If we do a change now to the dep code, and re-create the dep/0.1 package , even if we don’t bump the version, it will create a new recipe revision:

$ cd ../dep
# Change the "src/dep.cpp" code to print a new message, like "Hello Moon"
$ conan create . -tf=""
# New recipe revision dep/0.1#1c90e8b8306c359b103da31faeee824c

So if we try now to install app/0.1 binary, it will fail with a “missing binary” error:

  $ conan install --requires=app/0.1
  ERROR: Missing binary: app/0.1:ef2b5ed33d26b35b9147c90b27b217e2c7bde2d0

  app/0.1: WARN: Can't find a 'app/0.1' package binary 'ef2b5ed33d26b35b9147c90b27b217e2c7bde2d0' for the configuration:
  [settings]
  ...
  [requires]
  dep/0.1#1c90e8b8306c359b103da31faeee824c:9bdee485ef71c14ac5f8a657202632bdb8b4482b

  ERROR: Missing prebuilt package for 'app/0.1'

As the app executable links with the dep static library, it needs to be rebuilt to include the latest changes, even if dep/0.1 didn’t bump its version, app/0.1 depends on “embed-mode” on dep/0.1, so it wil use down to the package_id of such dependency identifier.

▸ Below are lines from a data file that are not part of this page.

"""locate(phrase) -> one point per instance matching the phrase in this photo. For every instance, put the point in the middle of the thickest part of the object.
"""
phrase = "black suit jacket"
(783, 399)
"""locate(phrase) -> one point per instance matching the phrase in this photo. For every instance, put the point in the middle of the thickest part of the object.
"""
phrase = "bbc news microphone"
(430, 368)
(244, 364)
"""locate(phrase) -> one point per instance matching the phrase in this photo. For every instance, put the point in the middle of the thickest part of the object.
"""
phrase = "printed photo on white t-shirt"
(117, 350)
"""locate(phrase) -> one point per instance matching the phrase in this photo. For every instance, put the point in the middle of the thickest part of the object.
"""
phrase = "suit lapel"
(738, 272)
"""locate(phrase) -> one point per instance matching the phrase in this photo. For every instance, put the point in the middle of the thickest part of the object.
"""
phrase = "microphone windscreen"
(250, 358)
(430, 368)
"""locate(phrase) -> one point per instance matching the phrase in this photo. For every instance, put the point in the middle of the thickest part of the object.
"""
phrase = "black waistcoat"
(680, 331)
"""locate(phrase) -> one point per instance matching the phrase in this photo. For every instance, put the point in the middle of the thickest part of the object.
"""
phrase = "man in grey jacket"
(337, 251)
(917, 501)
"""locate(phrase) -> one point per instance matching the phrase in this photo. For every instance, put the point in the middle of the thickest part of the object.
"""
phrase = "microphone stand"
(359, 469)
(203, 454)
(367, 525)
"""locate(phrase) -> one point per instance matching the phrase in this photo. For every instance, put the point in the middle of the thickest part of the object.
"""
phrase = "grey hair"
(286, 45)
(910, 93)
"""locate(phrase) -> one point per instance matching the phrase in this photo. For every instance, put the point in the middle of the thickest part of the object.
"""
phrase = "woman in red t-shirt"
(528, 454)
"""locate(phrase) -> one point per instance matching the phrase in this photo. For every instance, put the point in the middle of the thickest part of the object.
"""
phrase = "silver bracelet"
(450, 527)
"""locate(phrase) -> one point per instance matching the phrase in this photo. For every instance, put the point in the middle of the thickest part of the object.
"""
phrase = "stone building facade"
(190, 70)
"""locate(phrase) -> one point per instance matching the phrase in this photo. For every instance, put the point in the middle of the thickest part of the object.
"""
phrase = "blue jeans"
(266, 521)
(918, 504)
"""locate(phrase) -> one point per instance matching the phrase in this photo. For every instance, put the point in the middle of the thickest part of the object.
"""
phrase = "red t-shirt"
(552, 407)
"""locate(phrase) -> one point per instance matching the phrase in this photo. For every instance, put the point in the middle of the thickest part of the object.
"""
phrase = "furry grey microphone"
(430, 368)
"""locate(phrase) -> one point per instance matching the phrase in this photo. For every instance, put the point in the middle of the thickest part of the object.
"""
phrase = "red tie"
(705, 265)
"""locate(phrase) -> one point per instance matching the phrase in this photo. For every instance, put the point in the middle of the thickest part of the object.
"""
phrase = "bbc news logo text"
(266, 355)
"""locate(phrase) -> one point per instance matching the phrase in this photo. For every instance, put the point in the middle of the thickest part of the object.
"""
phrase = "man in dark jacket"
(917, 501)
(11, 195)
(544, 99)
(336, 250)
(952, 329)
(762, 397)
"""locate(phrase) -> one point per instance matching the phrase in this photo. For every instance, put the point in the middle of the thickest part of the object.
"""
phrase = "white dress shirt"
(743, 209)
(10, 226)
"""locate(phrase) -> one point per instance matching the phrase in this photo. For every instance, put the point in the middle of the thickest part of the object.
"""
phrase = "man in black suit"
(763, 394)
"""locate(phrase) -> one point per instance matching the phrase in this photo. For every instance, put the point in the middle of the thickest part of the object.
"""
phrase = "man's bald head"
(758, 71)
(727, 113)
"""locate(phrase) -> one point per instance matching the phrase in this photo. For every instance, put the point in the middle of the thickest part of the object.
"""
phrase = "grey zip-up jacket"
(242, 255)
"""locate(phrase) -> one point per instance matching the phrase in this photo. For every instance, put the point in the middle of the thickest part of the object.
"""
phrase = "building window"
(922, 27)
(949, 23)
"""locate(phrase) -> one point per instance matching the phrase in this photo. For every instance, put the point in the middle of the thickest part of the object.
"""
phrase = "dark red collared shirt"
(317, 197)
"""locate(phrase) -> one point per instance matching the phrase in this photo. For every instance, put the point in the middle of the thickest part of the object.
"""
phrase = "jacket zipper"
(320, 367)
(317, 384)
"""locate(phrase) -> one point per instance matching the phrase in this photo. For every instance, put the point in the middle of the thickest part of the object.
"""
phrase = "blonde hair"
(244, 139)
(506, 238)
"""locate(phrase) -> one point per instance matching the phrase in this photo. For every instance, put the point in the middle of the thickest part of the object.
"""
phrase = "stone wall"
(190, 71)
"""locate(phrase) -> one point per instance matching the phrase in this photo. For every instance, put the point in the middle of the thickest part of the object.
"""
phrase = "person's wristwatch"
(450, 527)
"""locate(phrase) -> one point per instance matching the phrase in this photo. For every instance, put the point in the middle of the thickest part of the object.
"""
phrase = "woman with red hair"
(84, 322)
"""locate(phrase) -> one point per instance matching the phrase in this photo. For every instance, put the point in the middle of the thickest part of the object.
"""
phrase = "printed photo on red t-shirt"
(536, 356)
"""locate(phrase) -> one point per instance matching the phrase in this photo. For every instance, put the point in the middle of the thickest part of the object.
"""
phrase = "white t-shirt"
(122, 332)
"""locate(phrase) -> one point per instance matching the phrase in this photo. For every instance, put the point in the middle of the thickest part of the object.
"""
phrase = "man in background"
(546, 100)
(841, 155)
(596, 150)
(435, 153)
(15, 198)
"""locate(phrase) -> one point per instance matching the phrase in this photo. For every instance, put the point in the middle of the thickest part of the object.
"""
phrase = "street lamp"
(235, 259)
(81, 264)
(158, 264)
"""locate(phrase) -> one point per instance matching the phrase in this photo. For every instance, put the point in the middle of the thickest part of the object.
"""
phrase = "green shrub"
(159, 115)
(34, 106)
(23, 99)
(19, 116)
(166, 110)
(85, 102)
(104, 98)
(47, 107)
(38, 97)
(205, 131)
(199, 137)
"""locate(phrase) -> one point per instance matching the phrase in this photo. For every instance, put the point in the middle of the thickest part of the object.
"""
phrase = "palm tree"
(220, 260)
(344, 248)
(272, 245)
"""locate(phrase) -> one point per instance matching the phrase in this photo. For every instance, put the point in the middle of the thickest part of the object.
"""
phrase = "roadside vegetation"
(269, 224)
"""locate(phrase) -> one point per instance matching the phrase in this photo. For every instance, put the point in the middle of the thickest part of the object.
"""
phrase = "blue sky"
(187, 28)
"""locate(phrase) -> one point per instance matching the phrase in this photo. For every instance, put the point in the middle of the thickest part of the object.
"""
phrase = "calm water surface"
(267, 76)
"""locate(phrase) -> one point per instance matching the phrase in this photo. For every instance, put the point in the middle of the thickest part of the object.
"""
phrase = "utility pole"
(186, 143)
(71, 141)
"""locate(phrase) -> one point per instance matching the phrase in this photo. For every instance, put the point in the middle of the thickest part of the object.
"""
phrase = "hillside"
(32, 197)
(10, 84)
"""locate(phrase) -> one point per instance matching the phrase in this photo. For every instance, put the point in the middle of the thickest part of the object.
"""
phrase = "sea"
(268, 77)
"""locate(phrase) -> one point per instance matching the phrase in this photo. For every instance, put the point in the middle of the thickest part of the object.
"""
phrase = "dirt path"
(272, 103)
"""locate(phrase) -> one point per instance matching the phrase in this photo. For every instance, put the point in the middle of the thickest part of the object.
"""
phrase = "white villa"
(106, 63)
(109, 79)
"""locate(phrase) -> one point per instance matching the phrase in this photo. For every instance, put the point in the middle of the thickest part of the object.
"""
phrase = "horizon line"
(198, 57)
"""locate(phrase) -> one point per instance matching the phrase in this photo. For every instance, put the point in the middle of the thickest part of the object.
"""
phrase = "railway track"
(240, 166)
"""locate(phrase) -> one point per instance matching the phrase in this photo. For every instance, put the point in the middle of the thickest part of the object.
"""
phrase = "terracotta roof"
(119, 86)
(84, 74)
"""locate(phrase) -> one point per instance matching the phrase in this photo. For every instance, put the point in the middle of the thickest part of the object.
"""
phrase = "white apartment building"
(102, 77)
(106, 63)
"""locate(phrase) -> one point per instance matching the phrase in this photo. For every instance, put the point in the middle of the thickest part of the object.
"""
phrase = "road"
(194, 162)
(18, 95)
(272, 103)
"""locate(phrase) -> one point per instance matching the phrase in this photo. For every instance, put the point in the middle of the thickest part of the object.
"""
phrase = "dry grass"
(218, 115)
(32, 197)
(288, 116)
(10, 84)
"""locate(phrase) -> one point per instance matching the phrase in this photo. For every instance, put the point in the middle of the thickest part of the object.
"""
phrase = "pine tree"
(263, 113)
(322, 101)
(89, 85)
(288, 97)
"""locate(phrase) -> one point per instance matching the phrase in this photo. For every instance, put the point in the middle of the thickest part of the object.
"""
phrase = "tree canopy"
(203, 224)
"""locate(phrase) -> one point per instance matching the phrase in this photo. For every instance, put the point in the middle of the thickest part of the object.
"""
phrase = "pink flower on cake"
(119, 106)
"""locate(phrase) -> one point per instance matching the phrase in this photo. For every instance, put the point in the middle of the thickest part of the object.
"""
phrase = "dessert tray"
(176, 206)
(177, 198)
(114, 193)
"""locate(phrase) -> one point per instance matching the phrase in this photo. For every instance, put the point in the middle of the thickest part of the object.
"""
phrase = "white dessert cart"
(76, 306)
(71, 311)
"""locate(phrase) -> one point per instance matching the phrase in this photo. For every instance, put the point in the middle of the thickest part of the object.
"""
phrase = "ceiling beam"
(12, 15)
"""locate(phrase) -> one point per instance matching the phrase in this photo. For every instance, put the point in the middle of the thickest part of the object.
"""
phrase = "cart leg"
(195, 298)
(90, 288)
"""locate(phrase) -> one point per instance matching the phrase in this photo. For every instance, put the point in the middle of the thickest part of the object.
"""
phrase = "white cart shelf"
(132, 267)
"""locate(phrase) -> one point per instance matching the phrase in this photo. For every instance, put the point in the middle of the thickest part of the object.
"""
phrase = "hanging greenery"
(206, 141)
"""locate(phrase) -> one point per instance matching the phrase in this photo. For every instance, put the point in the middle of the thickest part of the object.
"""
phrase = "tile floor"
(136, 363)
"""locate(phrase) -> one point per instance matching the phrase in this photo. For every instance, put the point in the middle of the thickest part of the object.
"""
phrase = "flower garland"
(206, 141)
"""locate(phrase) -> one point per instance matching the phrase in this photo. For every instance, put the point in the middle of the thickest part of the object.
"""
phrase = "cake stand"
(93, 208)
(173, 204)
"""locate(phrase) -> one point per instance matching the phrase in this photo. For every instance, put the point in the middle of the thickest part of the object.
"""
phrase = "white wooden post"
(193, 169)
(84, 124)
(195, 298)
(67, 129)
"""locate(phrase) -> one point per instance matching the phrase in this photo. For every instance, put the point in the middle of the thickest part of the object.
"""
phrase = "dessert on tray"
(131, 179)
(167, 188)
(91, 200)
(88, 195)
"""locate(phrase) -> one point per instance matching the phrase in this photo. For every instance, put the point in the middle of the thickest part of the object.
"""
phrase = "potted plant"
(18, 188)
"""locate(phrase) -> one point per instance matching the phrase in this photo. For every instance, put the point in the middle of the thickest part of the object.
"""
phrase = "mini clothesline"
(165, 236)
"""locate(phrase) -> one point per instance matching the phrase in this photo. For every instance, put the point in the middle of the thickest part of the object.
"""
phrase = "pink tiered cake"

Let’s build the new app/0.1 binary:

  $ cd ../app
  $ conan create .
  dep/0.1: Hello Moon Release!  # Message changed to Moon
  ...
  app/0.1: Hello World Release!

Now we will have two app/0.1 different binaries:

  $ conan list "app/0.1:*"
  Local Cache
    app
      app/0.1
        revisions
          632e236936211ac2293ec33339ce582b (2023-09-25 22:49:32 UTC)
            packages
              3ca530d20914cf632eb00efbccc564da48190314
                info
                  settings
                    ...
                  requires
                    dep/0.1#d125304fb1fb088d5b92d4f8135f4dff:9bdee485ef71c14ac5f8a657202632bdb8b4482b
              ef2b5ed33d26b35b9147c90b27b217e2c7bde2d0
                info
                  settings
                    ...
                  requires
                    dep/0.1#1c90e8b8306c359b103da31faeee824c:9bdee485ef71c14ac5f8a657202632bdb8b4482b

We will have these two different binaries, one of them linking with the first revision of the dep/0.1 dependency (with the “Hello World” message), and the other binary with the other package_id linked with the second revision of the dep/0.1 dependency (with the “Hello Moon” message).

The above described mode is called full_mode, and it is the default for the embed_mode.